The USC School of Dramatic Arts usually holds over twenty live productions a semester. But with COVID-19 regulations that prevent in-person, indoor campus and county performances, USC theater students have turned to digital performances of their work.
One staple in the school’s season is the New Works Festival, designed for MFA Dramatic Writing students to showcase and workshop their plays. The work of second year students is produced in association with the Latino Theater Company, located at the Los Angeles Theater Company in DTLA. Three students, Grafton Doyle, Zharia O’Neal and Katrina D. RiChard, are presenting their plays over the course of three weekends in April.
The first of the three performances is Doyle’s play “Sick Boys,” which follows the journey of a queer boy in a treatment facility in Utah. He began writing the play as an undergraduate, hoping to discuss the ways children and teenagers with mental illness are treated, particularly in lockdown facilities that teach strict behavior modification techniques.
The writing process changed slightly to adapt to an online format.
“When you’re writing a play, you’re writing it for the stage production in your mind, but then when you’re seeing it on Zoom...I had to rewrite certain moments just to make sure that things came across,” Doyle said. For instance, for when two characters in the play are supposed to kiss, Doyle wrote a title card to appear so the audience could understand what was happening.
Finding ways to convey the action of the play digitally was a challenge for O’Neal’s play, “the blood of a hibiscus,” as well.
“We are at the mercy of ethernet cables and Wi-Fi at this point,” she said.

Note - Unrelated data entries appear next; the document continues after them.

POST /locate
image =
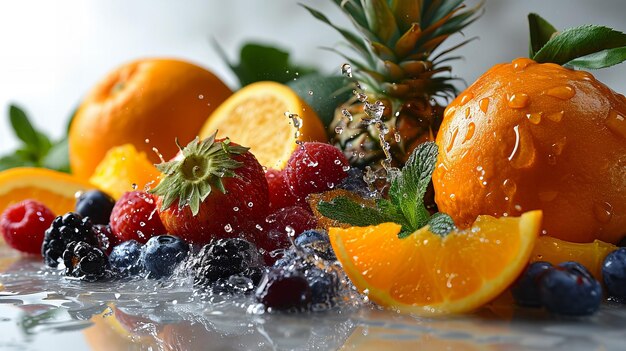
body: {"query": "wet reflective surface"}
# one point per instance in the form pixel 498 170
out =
pixel 42 310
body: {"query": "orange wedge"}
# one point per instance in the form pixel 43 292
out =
pixel 590 255
pixel 55 189
pixel 255 117
pixel 426 274
pixel 123 169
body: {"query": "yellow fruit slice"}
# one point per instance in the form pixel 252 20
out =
pixel 590 255
pixel 55 189
pixel 255 117
pixel 124 169
pixel 427 274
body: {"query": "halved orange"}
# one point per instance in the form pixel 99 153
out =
pixel 590 255
pixel 255 116
pixel 55 189
pixel 427 274
pixel 123 169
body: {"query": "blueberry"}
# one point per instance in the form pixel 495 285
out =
pixel 283 289
pixel 96 205
pixel 526 290
pixel 124 258
pixel 614 274
pixel 162 254
pixel 569 289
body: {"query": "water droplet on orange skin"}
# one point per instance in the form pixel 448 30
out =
pixel 603 211
pixel 616 122
pixel 484 104
pixel 518 100
pixel 564 92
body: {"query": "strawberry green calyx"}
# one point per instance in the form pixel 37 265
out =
pixel 200 166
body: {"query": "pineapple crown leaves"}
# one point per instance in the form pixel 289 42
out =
pixel 397 39
pixel 202 166
pixel 405 205
pixel 582 47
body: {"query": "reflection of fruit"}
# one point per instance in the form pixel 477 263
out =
pixel 557 251
pixel 255 116
pixel 154 100
pixel 54 189
pixel 531 136
pixel 425 273
pixel 23 225
pixel 122 169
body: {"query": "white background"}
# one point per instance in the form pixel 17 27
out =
pixel 52 52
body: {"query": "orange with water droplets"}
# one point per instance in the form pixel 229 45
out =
pixel 549 138
pixel 427 274
pixel 148 103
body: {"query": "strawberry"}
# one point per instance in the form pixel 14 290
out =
pixel 23 225
pixel 315 167
pixel 134 217
pixel 212 189
pixel 281 195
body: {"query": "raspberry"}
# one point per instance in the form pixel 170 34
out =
pixel 281 195
pixel 23 225
pixel 85 261
pixel 63 230
pixel 273 235
pixel 315 167
pixel 135 217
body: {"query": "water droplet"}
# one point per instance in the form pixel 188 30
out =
pixel 564 92
pixel 556 116
pixel 466 98
pixel 346 70
pixel 534 118
pixel 603 211
pixel 616 122
pixel 452 139
pixel 518 100
pixel 484 104
pixel 470 132
pixel 548 195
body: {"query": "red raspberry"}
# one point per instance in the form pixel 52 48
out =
pixel 315 167
pixel 23 225
pixel 273 234
pixel 281 195
pixel 135 216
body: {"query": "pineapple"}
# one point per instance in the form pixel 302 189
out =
pixel 397 68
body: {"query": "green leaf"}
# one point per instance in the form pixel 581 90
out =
pixel 259 62
pixel 323 93
pixel 23 128
pixel 601 59
pixel 540 32
pixel 347 211
pixel 441 224
pixel 408 188
pixel 58 157
pixel 578 42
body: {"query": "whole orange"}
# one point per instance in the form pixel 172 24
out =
pixel 529 136
pixel 147 103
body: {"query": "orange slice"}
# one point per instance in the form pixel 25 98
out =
pixel 590 255
pixel 255 117
pixel 427 274
pixel 124 169
pixel 55 189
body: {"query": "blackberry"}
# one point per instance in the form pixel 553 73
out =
pixel 224 258
pixel 65 229
pixel 85 261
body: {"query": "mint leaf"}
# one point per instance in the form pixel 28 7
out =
pixel 347 211
pixel 540 32
pixel 579 42
pixel 441 224
pixel 408 188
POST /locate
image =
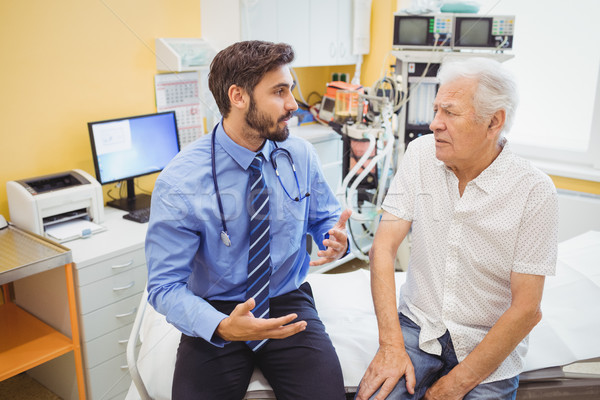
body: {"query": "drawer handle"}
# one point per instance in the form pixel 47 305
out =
pixel 122 265
pixel 126 314
pixel 128 286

“the blood of a hibiscus” follows a family seeking asylum in the United States after a hurricane devastates their home in the British Virgin Islands.
“A lot of the work that I deal with as an Afro-Caribbean playwright deals with sort of relationships in place, to home to citizenship, motherhood and liminal spaces,” O’Neal said. “Some of the absolute appeal of theaters [is] the ability to have a common experience... a lot of theater is about sharing space and sharing community.”
RiChard noted a similar sentiment in how virtual performances test the theatrical medium, describing it as “a hybrid of theater and film.” She applauded the technical department’s ability to help bring the world of the play to life through backgrounds and other elements, but acknowledged it’s not entirely the same theatrical experience.
“Even with all the technical stuff in the world, [Zoom] will not feel the same as actors being on stage with each other, and feeling their energy, as they say their lines, and they’re having these conversations, and they’re hearing the audience laugh or hearing the auditors gasp,” RiChard said. “There’s just an energy in the live theater that you just can’t recreate on Zoom.”
RiChard’s play “Breaking Barriers” explores the lives of six high school students from various backgrounds tasked with breaking the barriers of systemic racism for a history fair competition project. She wrote the play with hopes of starting conversations about race with students and adults alike.
“We don’t have to solve these issues today, right?” RiChard said. “It’s overwhelming. These issues weren’t started overnight, so they’re not going to be solved overnight.”
While the School of Dramatic Arts has not announced if next semester’s season will be in-person, current commencement plans and vaccinations are positive markers of change.
“Zoom has been a wonderful tool for us to navigate the terrain of this pandemic, but I don’t think it’s permanent,” Doyle said.
RiChard feels that virtual theater practices have a place in the future.
“I think it’s a new tool in our toolbox as artists to use,”RiChard said. She explained virtual formats remove the limits of location and allow her to work with actresses in different cities on an earlier Zoom project this year.
This also pertains to who can watch the performance. O’Neal is from the British Virgin Islands, so her family will be able to tune into the virtual performance from the premiere her mother is hosting at home.
“I think that is valuable and that’s something that should be taught about moving forward,” RiChard said. “I’m hoping that we can take that sort of accessibility and continue to bring that even when we go back to the theater.”
Despite the challenges of the medium, the art is ultimately rewarding.
“Artists thrive with the greatest limitations,” Doyle said. “I feel like it usually comes from a place of necessity, that it needs to be expressed because there’s an opposing force. And I think that when we are set when things are set against us... we can make that decision to go forward. And when we make that decision to go forward, I think beautiful things can happen.”
The last play, “Breaking Barriers” by Katrina D. RiChard will perform on April 23 and 24.